GST on power: States could take an annual revenue hit of ₹57,395 cr

| | Updated on: Jan 03, 2022

Industrial and commercial users may get benefit by input tax credit

The States will incur an annual revenue loss of close to ₹57,395 crore if the government imposes a GST of 5 per cent on electricity and fully subsumes state electricity duties (SEDs). The loss to the central government was calculated at around ₹2,318 crore.

According to sources, the findings are part of a report by NTPC. The Ministry of Power directed NTPC to conduct a detailed research on the pros and cons for power consumers, States and the Centre on charging GST on power and subsuming SEDs. It was prepared by Ernst & Young on behalf of NTPC. ‘

Subsuming SEDs

One of the sources said levying GST at 5 per cent with SED fully subsumed would lead to a revenue loss of ₹2,318 crore for the Centre after transfer of 41 per cent share to the States. For the states, the loss was calculated at ₹57,395.

“Accordingly the total loss would stand at ₹59,713 crore. Here the losses are higher as States would take a bigger hit of ₹ ₹51,853 crore on account of subsuming SEDs. The loss due to SEDs is similar even if GST is imposed at 12 per cent and 18 per cent,” the source explained.

The report suggested the best scenario would be imposing a GST of 5 per cent and applying a calibrated rate of SED. For domestic consumers, the SED will be fixed to ensure there is no change in power tariff. While for industrial and commercial users, their benefits are to be capped at ₹0.05 per unit, he added.

“The report’s final calculation was based on this criteria and it suggests that the Centre will incur a loss of around ₹2,130 crore, while States will lose ₹3,650 crore. Thereby the overall loss has been calculated at around ₹5,780 crore annually,” he explained.

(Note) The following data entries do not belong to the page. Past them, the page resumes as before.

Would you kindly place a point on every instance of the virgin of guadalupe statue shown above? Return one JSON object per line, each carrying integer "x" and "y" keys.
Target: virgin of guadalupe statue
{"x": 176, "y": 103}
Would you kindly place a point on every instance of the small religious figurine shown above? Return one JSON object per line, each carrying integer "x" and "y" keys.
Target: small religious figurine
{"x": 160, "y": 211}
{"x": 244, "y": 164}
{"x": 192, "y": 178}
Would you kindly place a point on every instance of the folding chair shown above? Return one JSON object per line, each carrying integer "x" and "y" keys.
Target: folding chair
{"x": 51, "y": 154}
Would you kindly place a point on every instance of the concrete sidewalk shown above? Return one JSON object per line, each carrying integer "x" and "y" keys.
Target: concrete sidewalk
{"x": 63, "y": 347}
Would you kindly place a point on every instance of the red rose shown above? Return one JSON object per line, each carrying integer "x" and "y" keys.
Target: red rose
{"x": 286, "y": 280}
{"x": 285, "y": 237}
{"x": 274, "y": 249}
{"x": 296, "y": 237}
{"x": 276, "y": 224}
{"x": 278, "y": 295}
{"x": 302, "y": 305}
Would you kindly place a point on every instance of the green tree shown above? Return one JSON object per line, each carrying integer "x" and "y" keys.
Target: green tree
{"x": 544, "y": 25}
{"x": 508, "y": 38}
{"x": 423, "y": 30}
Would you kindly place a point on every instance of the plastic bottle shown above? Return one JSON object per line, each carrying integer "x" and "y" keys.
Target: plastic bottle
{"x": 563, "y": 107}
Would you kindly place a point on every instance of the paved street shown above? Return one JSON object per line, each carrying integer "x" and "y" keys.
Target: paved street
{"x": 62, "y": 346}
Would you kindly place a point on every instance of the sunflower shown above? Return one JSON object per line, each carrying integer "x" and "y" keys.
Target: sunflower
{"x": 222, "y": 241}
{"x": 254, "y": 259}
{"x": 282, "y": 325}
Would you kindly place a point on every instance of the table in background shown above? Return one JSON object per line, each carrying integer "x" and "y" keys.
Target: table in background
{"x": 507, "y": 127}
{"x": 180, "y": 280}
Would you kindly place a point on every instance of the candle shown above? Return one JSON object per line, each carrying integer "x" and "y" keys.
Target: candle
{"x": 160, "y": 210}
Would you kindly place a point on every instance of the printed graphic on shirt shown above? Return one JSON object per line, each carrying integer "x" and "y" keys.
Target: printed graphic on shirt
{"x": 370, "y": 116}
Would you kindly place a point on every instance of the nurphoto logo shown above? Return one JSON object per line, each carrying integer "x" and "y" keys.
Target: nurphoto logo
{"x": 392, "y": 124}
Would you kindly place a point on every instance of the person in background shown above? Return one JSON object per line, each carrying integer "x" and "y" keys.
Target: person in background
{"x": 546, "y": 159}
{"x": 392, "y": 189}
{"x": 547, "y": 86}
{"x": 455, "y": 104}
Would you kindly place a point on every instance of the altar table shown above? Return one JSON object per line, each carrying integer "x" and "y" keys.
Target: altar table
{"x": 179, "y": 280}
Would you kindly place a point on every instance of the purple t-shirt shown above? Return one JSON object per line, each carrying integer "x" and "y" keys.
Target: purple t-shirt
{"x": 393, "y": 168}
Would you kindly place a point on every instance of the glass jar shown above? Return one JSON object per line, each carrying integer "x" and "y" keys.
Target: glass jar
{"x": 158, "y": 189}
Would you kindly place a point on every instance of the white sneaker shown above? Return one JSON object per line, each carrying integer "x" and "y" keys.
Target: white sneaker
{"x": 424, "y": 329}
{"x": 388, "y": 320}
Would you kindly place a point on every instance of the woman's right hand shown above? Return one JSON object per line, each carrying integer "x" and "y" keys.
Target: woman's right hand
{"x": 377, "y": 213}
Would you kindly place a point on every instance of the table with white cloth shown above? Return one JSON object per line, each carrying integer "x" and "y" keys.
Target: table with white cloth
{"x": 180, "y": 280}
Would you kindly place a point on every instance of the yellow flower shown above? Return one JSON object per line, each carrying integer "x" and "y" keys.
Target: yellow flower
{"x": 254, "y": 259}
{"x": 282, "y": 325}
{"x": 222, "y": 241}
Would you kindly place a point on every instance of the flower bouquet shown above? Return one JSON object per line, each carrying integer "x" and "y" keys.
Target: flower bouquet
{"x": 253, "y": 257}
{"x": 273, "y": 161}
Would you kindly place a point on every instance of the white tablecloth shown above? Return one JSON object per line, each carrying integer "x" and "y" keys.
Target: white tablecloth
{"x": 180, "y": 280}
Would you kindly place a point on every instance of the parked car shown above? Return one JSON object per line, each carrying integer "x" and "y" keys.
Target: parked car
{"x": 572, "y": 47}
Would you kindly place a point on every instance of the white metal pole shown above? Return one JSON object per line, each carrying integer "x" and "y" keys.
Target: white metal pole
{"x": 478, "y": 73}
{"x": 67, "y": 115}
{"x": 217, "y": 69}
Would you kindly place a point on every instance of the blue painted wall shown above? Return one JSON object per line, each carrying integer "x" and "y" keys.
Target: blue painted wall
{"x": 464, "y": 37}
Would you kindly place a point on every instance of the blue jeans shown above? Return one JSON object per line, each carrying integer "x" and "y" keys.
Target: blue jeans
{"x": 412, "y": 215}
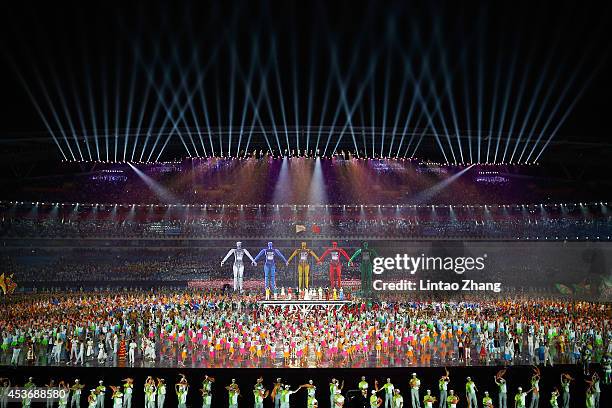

The report was discussed in various meetings with the Power Ministry for possible approaches and the way forward. Besides, meetings were also held with the Central Electricity Authority (CEA) and the Power Finance Corporation (PFC) for collating the data.

‘Power price inflated’

On rationale behind implementing GST, another source said, “At present, state governments levy SED as per their respective laws, which is resulting in blockage of input tax credit (ITC) of GST on goods and services procured by power companies. As a result, electricity price gets inflated due to non-availability of ITC to industrial and commercial consumers resulting in higher tariff cost for the industry at large”.

Allowing ITC will reduce the power tariff cost, resulting in low cost of production of goods and services. Further, this will ultimately benefit the end consumers. This would also have a positive impact on rising inflation, the source added.

The report referenced power tariffs in FY19 for computing the impact on different consuming classes. Power generation companies would be able to avail an ITC of ₹0.12 per unit for coal, gas ( ₹0.11 per unit), hydro ( ₹0.06) and wind ( ₹0.09). Due to multiple sources of electricity generation, the report considered a weighted average of GST cost saved through ITC for coal, gas, hydro and wind power plants at ₹0.11 per unit.

For the power transmission segment, the report calculated that power transmission companies would be able to avail an ITC of ₹0.0045 per unit, while power distribution companies would be eligible for an ITC of ₹0.05 per unit. Accordingly, the report calculated that the weighted average ITC saving for the power companies across the three segments would be ₹0.16 per unit.